The Intercepts Form of a Line

If $$a$$ and $$b$$ are non-zero $$X$$ and $$Y$$ intercepts of a line $$l$$, then its equation is of the form
\[\frac{x}{a} + \frac{y}{b} = 1\]

Since $$a$$ is an $$X$$-intercept of the line $$l$$, and as we know that if any point lies on the $$X$$-axis its value of $$Y$$ is equal to zero, it passes through the point $$A\left( {a,0} \right)$$. Also if $$b$$ is the $$Y$$-intercept of the line $$l$$, and we know that any point that lies on the $$Y$$-axis has a value of $$X$$ equal to zero, it passes through the point $$B\left( {0,b} \right)$$ as shown in the given diagram.

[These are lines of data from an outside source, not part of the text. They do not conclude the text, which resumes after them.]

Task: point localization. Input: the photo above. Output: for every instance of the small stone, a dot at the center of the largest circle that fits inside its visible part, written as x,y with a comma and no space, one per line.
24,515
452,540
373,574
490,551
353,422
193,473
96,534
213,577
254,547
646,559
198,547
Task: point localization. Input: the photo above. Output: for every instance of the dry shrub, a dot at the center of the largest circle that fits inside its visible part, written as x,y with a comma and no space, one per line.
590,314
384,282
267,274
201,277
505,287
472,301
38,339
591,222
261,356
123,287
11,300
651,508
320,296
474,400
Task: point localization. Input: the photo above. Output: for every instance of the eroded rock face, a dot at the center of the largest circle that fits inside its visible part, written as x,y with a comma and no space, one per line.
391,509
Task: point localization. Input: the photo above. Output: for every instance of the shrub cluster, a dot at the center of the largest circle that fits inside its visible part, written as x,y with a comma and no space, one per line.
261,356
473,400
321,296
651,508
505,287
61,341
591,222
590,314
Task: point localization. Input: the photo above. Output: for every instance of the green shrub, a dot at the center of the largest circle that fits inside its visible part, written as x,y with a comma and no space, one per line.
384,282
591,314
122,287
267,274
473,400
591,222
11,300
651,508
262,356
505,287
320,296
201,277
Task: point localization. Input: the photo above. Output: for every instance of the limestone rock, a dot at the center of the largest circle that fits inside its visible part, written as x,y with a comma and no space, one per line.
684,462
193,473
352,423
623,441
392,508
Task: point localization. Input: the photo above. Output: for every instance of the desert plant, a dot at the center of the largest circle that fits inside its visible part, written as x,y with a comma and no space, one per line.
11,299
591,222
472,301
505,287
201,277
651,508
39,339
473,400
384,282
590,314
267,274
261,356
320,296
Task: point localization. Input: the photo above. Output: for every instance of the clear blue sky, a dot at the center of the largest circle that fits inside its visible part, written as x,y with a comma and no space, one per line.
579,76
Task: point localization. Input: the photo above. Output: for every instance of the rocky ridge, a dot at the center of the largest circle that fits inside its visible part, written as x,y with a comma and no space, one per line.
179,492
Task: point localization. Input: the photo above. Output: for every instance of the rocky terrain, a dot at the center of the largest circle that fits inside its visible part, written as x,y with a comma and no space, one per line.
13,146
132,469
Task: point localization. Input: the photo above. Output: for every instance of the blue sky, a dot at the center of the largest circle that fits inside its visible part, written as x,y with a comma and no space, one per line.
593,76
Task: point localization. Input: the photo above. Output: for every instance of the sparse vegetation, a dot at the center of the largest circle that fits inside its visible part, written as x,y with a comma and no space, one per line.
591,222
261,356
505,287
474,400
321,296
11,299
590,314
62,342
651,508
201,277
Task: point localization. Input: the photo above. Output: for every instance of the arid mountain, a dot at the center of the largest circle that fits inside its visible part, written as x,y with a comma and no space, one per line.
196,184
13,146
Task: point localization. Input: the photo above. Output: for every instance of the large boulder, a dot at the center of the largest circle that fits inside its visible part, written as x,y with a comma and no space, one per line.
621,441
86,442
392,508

Now to prove the intercepts form of a line, use the formula for the two points form of a straight line as given by
\[\frac{{y – {y_1}}}{{{y_2} – {y_1}}} = \frac{{x – {x_1}}}{{{x_2} – {x_1}}}\]

Take $$A\left( {a,0} \right) = \left( {{x_1},{y_1}} \right)$$ and $$B\left( {0,b} \right) = \left( {{x_2},{y_2}} \right)$$, and put these values in the above formula:

\[\begin{gathered} \Rightarrow \frac{{y – 0}}{{b – 0}} = \frac{{x – a}}{{0 – a}} \\ \Rightarrow \frac{y}{b} = \frac{x}{{ – a}} – \frac{a}{{ – a}} \\ \end{gathered} \]

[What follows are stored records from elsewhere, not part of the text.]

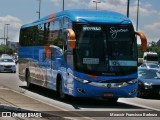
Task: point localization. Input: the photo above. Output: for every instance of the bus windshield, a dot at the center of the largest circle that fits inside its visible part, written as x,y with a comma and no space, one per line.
105,49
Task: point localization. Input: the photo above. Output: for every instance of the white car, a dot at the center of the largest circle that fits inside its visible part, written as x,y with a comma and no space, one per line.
7,65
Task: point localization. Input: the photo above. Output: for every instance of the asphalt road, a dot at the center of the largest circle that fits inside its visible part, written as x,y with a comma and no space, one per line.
91,109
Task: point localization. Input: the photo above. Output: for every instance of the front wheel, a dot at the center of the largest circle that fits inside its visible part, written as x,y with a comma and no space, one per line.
28,80
113,100
61,94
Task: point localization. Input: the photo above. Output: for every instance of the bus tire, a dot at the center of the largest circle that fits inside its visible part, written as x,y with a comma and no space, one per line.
60,92
28,79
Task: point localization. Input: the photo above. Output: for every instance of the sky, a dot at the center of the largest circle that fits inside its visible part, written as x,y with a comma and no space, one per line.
19,12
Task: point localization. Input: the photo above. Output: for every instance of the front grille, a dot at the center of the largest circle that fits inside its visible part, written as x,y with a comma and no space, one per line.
116,80
8,66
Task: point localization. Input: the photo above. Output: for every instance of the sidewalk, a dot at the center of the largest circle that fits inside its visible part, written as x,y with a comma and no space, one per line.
15,102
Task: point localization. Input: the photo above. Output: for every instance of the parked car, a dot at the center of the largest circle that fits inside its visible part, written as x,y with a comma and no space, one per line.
7,65
150,66
148,82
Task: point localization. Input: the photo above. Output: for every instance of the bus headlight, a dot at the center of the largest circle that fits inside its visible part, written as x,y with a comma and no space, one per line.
132,81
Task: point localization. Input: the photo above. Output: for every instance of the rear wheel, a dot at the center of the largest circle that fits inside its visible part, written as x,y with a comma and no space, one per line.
61,94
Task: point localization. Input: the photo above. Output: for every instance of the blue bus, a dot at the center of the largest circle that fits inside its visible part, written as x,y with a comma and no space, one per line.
81,53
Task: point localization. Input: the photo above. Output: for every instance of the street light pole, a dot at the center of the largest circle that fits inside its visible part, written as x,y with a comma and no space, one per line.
96,3
137,15
128,8
7,34
39,11
63,5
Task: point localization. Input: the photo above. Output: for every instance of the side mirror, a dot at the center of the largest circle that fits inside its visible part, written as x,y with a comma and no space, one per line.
143,40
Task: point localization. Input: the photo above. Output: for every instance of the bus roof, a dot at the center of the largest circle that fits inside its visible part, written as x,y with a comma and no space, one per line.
91,16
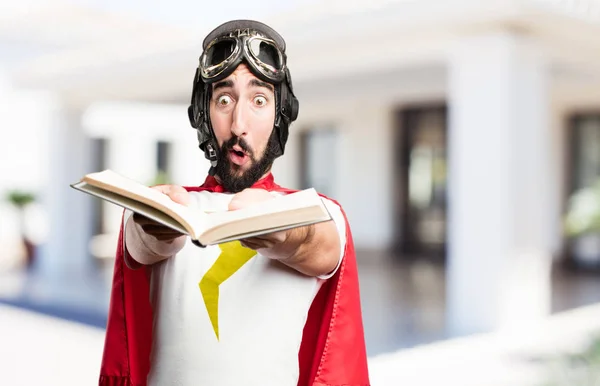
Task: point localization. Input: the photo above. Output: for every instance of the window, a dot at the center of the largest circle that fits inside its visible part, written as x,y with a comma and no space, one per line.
319,164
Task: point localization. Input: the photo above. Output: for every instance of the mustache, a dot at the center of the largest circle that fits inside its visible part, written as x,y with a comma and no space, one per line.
241,142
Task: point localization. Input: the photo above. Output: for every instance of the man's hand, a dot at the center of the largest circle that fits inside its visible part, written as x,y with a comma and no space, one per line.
249,197
159,231
313,249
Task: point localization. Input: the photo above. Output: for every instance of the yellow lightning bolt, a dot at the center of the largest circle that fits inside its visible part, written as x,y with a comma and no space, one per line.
233,256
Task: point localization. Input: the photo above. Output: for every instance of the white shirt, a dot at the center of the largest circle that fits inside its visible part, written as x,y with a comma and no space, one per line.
259,314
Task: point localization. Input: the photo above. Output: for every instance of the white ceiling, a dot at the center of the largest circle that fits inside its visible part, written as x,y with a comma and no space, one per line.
147,49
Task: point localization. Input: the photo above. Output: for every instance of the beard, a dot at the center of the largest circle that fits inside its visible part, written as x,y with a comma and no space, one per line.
235,180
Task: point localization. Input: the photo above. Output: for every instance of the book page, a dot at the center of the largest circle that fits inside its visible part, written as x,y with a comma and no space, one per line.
284,212
108,180
135,206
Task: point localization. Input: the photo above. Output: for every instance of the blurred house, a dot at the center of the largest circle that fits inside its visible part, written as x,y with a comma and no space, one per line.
454,130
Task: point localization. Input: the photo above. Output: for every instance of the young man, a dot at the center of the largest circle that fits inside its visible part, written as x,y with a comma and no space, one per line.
280,309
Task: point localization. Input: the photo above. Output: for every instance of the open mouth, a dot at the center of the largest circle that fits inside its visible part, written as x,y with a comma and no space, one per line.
238,157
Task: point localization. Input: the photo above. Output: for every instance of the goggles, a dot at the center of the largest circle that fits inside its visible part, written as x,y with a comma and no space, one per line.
223,54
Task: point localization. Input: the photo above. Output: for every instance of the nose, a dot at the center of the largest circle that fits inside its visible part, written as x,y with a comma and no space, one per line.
239,125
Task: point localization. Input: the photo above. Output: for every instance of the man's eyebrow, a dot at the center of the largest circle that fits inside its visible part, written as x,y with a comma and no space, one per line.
260,83
222,84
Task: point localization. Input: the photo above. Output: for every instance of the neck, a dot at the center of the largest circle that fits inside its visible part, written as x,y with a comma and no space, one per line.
220,181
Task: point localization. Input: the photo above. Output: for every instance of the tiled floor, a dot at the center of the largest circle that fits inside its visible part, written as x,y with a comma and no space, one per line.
403,303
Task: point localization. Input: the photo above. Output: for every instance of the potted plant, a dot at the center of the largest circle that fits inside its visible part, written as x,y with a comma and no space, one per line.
582,225
20,199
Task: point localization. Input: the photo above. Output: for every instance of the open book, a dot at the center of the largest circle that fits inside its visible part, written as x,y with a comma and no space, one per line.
283,212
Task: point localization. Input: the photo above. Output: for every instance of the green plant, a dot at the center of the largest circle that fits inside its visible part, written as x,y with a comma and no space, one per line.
579,369
583,215
19,198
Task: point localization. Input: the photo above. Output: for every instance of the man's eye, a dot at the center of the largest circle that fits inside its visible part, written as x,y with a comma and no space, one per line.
260,101
224,100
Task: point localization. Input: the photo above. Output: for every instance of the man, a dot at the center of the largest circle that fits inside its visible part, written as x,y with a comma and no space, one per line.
279,309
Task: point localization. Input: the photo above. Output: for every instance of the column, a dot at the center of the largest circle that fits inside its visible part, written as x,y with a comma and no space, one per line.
65,256
499,249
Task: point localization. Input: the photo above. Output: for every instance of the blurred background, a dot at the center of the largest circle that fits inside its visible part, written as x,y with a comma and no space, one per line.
461,137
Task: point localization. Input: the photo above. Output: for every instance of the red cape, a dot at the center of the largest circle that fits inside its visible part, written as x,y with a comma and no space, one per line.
332,352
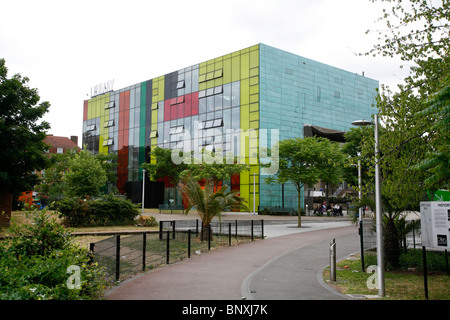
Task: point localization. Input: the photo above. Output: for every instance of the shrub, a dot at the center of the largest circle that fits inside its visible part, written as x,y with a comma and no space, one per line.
108,210
149,221
34,264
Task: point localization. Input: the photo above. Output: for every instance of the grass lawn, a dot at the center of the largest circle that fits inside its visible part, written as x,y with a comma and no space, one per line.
19,217
399,285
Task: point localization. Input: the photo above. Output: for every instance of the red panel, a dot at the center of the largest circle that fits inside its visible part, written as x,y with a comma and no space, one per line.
181,109
167,107
188,106
194,99
85,110
124,120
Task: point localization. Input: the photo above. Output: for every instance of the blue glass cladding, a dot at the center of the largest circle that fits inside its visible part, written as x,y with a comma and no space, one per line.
295,91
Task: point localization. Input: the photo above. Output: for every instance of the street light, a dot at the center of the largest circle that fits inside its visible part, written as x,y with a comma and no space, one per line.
379,216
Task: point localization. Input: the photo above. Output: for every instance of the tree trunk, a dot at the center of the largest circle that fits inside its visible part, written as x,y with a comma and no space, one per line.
5,206
391,245
298,208
206,233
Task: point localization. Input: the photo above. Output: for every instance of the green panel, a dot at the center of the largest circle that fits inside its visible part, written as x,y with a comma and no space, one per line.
245,91
236,68
254,58
226,71
245,65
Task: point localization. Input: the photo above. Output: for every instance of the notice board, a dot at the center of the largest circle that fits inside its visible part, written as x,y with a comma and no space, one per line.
435,224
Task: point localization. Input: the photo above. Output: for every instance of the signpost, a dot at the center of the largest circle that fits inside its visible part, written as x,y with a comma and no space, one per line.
435,229
435,224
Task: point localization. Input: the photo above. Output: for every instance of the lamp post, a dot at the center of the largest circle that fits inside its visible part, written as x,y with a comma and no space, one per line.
378,215
143,189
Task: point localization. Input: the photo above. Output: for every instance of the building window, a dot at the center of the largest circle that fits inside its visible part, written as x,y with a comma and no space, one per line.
210,75
180,84
109,105
109,123
108,142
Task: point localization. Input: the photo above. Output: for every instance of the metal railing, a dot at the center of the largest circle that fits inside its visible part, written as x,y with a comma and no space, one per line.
125,255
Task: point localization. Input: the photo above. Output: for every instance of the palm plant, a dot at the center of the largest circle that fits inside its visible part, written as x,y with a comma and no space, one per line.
208,203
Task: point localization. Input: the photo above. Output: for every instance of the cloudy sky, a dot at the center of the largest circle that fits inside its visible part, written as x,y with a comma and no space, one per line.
65,48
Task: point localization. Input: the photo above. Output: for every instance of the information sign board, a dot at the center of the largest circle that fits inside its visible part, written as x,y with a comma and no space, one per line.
435,224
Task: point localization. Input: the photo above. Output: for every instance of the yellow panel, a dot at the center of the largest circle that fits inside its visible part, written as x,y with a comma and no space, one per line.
254,59
245,117
244,179
254,116
202,68
254,72
254,107
254,81
254,98
245,65
227,71
245,91
236,68
255,47
154,117
254,124
254,89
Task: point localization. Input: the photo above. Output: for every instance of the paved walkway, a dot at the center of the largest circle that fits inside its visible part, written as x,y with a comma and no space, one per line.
287,265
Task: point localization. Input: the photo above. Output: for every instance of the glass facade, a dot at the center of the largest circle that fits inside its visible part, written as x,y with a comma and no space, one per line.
205,106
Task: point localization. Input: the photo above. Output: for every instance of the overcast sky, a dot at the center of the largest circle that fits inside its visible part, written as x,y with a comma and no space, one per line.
65,48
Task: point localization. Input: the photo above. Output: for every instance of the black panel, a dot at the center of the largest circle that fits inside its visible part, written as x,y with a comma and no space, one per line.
148,112
170,85
154,192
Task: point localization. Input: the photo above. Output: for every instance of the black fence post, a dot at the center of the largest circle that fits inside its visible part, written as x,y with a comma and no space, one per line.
424,262
189,243
252,228
446,261
209,236
91,253
117,257
361,243
144,249
262,228
173,229
168,247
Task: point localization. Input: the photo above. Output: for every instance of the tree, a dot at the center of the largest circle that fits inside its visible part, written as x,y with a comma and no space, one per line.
51,185
85,176
414,150
163,166
22,148
303,162
216,171
54,186
208,203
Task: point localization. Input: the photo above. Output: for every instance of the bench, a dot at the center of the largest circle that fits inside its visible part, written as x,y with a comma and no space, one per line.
170,207
278,210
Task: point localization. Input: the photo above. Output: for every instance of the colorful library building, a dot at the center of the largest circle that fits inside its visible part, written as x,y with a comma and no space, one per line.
271,93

\[ \Rightarrow \boxed{\frac{x}{a} + \frac{y}{b} = 1}\]

This is the required equation of a straight line in intercepts form.

Example: Find the equation of a straight line with $$X$$-intercept $$A\left( {3,0} \right)$$ and $$Y$$-intercept $$B\left( {0,2} \right)$$.

From the above information we know the $$X$$-intercept is $$a = 3$$ and the $$Y$$-intercept is $$b = 2$$. Now we put all these values in the formula of the intercepts form as given:
\[\begin{gathered} \frac{x}{a} + \frac{y}{b} = 1 \\ \Rightarrow \frac{x}{3} + \frac{y}{2} = 1 \\ \Rightarrow 2x + 3y = 6 \\ \Rightarrow 2x + 3y – 6 = 0 \\ \end{gathered} \]

This is the required equation of a straight line.